Within the notes section of this recipe, please add a paragraph “Recipe History:” and invent a mythical history of the origin of the recipe, inventing family members like great aunt Dora. Regenerate the recipe yaml with this added.

The GPT came back with:

This cherished recipe dates back to the early 20th century and was a specialty of Great Aunt Dora, a renowned baker in her small town. Legend has it that Dora won the heart of her town with this cake at the annual winter fair. She ingeniously added crushed peppermint candies from her childhood candy jar, which became her secret signature. The recipe was passed down with love through generations, each adding their touch but always keeping Dora’s spirited invention alive.

I provided some real historical data to help ChatGPT create better stories

Our family has strong Irish and Scottish roots so as you do history on recipes, factor that in as you do histories. Family names include mcguire, clark, stewart. No need to redo the above.
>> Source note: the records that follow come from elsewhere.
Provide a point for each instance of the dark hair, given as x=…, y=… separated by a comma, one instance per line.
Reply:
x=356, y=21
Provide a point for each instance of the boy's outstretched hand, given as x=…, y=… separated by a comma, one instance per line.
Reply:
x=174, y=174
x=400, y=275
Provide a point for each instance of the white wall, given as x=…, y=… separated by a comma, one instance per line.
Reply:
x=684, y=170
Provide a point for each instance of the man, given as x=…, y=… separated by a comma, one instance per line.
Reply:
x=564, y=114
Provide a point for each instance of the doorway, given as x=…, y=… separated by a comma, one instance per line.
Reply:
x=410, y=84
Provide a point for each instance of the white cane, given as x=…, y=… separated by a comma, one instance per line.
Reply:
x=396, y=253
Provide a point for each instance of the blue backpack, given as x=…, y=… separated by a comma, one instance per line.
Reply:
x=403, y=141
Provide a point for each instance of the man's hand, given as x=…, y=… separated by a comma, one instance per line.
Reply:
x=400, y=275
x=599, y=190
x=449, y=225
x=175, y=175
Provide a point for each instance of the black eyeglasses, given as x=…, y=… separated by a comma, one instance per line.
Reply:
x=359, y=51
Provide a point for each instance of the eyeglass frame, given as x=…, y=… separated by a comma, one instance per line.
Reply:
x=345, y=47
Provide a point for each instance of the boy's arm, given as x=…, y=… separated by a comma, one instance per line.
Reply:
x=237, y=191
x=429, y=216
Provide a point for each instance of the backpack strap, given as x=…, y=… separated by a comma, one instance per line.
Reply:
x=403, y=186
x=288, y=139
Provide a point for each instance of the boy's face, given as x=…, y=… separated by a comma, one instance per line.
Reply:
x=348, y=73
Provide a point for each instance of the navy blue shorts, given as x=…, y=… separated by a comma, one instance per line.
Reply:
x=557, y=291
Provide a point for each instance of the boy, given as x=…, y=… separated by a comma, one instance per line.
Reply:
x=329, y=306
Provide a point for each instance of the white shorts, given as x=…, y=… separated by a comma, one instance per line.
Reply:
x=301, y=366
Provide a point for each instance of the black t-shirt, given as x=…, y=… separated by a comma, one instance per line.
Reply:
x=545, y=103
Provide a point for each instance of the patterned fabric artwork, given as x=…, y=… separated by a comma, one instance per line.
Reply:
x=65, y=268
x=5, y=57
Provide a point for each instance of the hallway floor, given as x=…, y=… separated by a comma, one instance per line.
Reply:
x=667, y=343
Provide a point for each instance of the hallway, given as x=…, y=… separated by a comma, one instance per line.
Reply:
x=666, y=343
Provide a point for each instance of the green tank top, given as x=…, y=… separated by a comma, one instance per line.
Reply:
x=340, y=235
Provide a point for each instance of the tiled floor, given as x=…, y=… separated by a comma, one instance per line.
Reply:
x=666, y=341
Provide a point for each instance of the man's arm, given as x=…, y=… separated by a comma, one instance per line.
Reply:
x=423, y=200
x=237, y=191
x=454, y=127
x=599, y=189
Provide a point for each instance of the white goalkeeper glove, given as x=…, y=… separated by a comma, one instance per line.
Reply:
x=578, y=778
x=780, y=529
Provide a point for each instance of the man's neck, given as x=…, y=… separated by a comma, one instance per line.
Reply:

Before long I was getting back pretty entertaining results

The recipe is believed to have been created by Seamus’s great-aunt, Eilidh McGuire Stewart, who was known in her village for her bountiful kitchen and her generous heart. Eilidh often baked this cake during the harvest season, and it became synonymous with the warmth of her home. Legend has it that Robert Burns himself enjoyed a slice of Eilidh’s cake during a visit, praising its rich flavor and the tender hands that made it.

Alas, the whimsical enrichment got old after a while and I ended up removing it from my instructions. But the idea that ChatGPT could enrich the recipes stuck with me and has been a focus my most recent work.

Useful enrichment

I’m currently focused on practical, useful enrichments only. So far here’s what seems to be working:

Category assignment

This is a slam-dunk win. Categories are a feature I never got around to using in Paprika, and GPT-4 is quite good at picking them.

Instructions

I actually don’t prompt GPT-4 to create these—in fact I prompt significantly for it not to add content unless instructed—but it decided on its own, correctly, that this would be a useful addition in the filling recipes above. I haven’t tried the instructions out yet, but superficially they appear plausible and this should be well within GPT-4’s capabilities.

Description

Here I’m prompting for a brief essence-of-the-recipe summary, another strong GPT-4 skill. I’m still working to avoid hyperbole that creeps in sometimes.

Recipe Tips

This gives GPT-4 a chance to provide helpful tips, and a lot of them do seem to be useful.

Variations to Try

GPT-4 has, what, 10 million recipes in its training data? 100 million? It’s pretty good at suggesting interesting variations. And none of the horrifying recipe mistakes that we used to see in GPT-3 days.

Noted in the Pics

In my first processing pass using the gpt-4-vision-preview model, besides extracting the core recipe data, I ask for a description of the physical properties of the recipe based on the images provided. Then in the second pass with the gpt-4-turbo-preview model, I ask GPT-4 to comment on notable physical aspects. This isn’t working well yet, and I’m sure the fact that I’m forced to use a text-only bridge between the Vision and Turbo models is reducing the value of this enrichment.

Prompt engineering

Oh, the prompting I have done. This project, which still supports both YAML and JSON output, contains a total of 4 active and 7 inactive prompts. Common categories of prompt engineering for this project:

  • Structured output: Before JSON Mode, I did a lot of prompting to ensure the output was valid YAML or JSON.
  • Shut up and stop making things up: ChatGPT just loves to be helpful and creative. I’m ok with that, carefully controlled, where enrichment is needed, but without lots of guidance, I was losing the original recipe content, and instead getting made-up facts, “family” and “heirloom” seeming to trigger the GPT into fantasy.
  • Plain Old Prompt Engineering (POPE): A massive number of test-then-tweak-prompt iterations, just fine-tuning how I phrase what I want, tuning for better results.

All of this testing came at a cost—the tall green bars show days where I was actively testing, with daily API charges approaching $4:

In summary

In the meantime, I’ve got a great way to preserving our heirloom family recipes while enjoying the benefits of a modern recipe app.